L’ingresso, rivolto verso l’attuale corso Terracciano, è abbellito da un portale in piperno, sormontato da una lunetta; nella facciata si apre un piccolo rosone e tra questo e il sottostante portale si ammirava lo stemma di Santo Spirito in Saxia a Roma, patrono di questo oratorio come del primitivo distrutto a Tripergole.
Più che una chiesa, infatti, era un oratorio riservato agli ospiti dell’ospedale e dell’ospizio. Non possedeva arredi sacri, solo in due cappelle laterali ci sono figure rappresentanti Santa Marta e Santa Maddalena, e le messe venivano officiate dai frati del vicino convento di San Francesco.
Il sagrato della chiesa è tuttora collegato col corso Terracciano con rampe di scale ricavate in una rientranza del muro di contenimento.
L’ospedale sorgeva nella zona antistante alla chiesa, ma distaccato, e ad entrambi si accedeva mediante una stradina in salita distrutta negli anni ’70 per la costruzione di nuovi edifici.
L’ambiente principale dell’ospedale era costituito da un’unica aula, detta sala grande, e di un attiguo giardino con alberi da frutta; i poveri vi erano ospitati per 40 giorni solo dopo la Pasqua.
Altri locali erano addossati alla parete posteriore della basilica, confinando con un’area sottostante alla chiesa adibita inizialmente a cripta dell’ospedale e per breve periodo (nel 1838-1843) a sepoltura pubblica.

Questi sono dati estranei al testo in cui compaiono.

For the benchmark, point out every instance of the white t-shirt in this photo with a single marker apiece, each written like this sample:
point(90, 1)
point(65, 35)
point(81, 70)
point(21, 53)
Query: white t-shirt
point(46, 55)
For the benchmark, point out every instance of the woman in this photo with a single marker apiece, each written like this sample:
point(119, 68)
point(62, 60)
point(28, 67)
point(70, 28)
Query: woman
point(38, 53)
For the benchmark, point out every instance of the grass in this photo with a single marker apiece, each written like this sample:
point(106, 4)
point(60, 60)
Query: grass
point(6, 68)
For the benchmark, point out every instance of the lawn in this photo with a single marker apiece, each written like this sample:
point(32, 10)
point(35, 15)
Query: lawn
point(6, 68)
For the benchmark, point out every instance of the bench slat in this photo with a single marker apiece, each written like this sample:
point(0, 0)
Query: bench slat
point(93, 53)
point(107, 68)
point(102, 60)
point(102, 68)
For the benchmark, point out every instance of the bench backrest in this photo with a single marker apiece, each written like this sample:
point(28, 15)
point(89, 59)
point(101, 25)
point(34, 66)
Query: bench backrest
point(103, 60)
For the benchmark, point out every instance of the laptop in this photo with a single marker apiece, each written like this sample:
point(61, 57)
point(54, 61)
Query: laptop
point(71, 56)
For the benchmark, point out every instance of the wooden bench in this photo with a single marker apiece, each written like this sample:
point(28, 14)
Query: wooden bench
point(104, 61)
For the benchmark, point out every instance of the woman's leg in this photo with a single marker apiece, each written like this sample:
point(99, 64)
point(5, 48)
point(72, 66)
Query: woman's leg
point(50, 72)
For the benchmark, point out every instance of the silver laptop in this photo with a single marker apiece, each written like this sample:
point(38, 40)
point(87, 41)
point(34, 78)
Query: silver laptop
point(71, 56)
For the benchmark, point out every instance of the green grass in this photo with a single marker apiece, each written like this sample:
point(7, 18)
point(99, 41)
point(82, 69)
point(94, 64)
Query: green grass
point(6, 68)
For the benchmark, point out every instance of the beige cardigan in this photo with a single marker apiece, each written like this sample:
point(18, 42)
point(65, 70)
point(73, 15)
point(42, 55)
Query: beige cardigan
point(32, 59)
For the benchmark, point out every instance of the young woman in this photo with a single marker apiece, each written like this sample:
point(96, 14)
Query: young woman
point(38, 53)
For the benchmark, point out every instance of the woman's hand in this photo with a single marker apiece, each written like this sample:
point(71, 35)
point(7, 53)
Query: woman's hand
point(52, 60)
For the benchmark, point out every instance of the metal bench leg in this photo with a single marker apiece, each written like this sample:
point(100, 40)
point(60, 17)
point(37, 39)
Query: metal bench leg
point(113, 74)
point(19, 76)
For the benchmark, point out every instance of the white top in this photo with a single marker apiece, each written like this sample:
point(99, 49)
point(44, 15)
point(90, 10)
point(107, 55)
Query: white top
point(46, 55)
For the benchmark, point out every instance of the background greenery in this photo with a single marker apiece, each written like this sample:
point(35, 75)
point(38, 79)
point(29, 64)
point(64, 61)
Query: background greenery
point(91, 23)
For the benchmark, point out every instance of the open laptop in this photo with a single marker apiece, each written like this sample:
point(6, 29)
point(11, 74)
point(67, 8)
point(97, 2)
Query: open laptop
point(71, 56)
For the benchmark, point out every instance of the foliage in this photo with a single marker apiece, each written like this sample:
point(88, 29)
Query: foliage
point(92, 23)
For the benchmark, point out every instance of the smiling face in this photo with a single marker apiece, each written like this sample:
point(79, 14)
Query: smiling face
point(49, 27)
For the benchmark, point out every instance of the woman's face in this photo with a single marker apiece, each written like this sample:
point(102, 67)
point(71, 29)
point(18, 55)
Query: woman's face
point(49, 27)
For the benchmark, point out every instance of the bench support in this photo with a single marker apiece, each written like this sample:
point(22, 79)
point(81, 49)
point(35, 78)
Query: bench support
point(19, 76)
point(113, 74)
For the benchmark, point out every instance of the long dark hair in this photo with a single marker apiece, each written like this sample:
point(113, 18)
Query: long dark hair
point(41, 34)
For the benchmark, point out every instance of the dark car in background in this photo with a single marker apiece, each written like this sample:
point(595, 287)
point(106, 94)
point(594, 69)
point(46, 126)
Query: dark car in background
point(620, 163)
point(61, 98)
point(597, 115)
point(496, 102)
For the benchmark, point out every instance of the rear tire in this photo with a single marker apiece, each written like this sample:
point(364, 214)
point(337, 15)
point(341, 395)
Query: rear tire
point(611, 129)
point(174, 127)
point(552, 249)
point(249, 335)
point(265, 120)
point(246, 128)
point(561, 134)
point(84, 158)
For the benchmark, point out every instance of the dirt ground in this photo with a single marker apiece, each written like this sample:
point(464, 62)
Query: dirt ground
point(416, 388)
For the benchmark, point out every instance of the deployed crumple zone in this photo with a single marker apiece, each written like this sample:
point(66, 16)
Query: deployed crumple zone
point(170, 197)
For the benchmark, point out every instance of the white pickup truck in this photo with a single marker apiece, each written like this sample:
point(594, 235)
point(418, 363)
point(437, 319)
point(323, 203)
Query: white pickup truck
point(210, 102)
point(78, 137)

L’ospedale non sarà mai completamente terminato e malsana sarà la sua gestione da parte della dalla Real Santa Casa dell’Annunziata di Napoli che alla fine dello stesso secolo favorisce la realizzazione del nuovo ospedale di Santa Maria delle Grazie presso l’omonima chiesa sorta nel borgo di Pozzuoli. A tutto questo complesso è annesso lo xenodochio, ovvero ospizio dall’unione delle due parole greche xénos (ospite) e dochèion (ricettacolo), come tanti esistenti nel medioevo con lo scopo di offrire ospitalità gratuita a pellegrini e forestieri sulle strade dei pellegrinaggi, presso le grandi cattedrali o nella stessa Pozzuoli per accedere ai bagni termali.
Questo ospizio annualmente restava aperto per brevissimo periodo e ai poveri ospiti stranieri e puteolani si offriva un pasto molto frugale e solo per un massimo di tre giorni.
Lo xenodochio continua a svolgere la sua attività per tutto il XVII secolo, seppure in forma molto ridotta anche per la presenza di altre strutture simili esistenti a Pozzuoli (ospizio dei Cappuccini a via Napoli, dei Pasqualini in via Ragnisco e dello stesso vicino Convento di San Francesco).
Nel 1705 papa Clemente XI ne autorizza la sospensione decennale ed infine nel 1725 sarà papa Benedetto XIII a sospenderne definitivamente ogni attività sociale.
Inizia così il lungo periodo di abbandono del complesso che incide sul suo degrado fino a che con l’Unità d’Italia, con le leggi di soppressione degli ordini religiosi e incameramento dei loro beni, questi ruderi sono acquisiti al patrimonio del Comune di Pozzuoli.
Nel 1910 il conte Vincenzo Cosenza, procuratore presso la Corte di Appello di Messina, acquista l’intero complesso per la somma di lire 400,00 dando incarico all’ingegnere Antonio Causa di trasformare tali ruderi in civili abitazioni.
Il Causa lascia intatte le preesistenti strutture portanti e dalla chiesa ricava tre piani con la semplice inclusione di solai. Il corpo più basso è lasciato a un sol piano, come prima, e dagli ambienti che ospitavano l’ospedale ricava la residenza personale del senatore Cosenza.
Successivamente sul lato della piazza Capomazza, ai piedi dell’edificio, è realizzata una squallida serie di negozi mentre altri locali industriali sono creati nella parte opposta ed interna.
Con la crisi bradisismica del 1970 le abitazioni sono sgomberate e con l’ultimo restauro il complesso si presenta con una nuova e decorosa veste.
Gli ariosi archi a piano terra, e la completa trasformazione del corpo basso con l’inserimento di pregevoli finestre, hanno dato alla facciata un “sapore” antico donando eleganza e sobrietà allo storico quadrivio.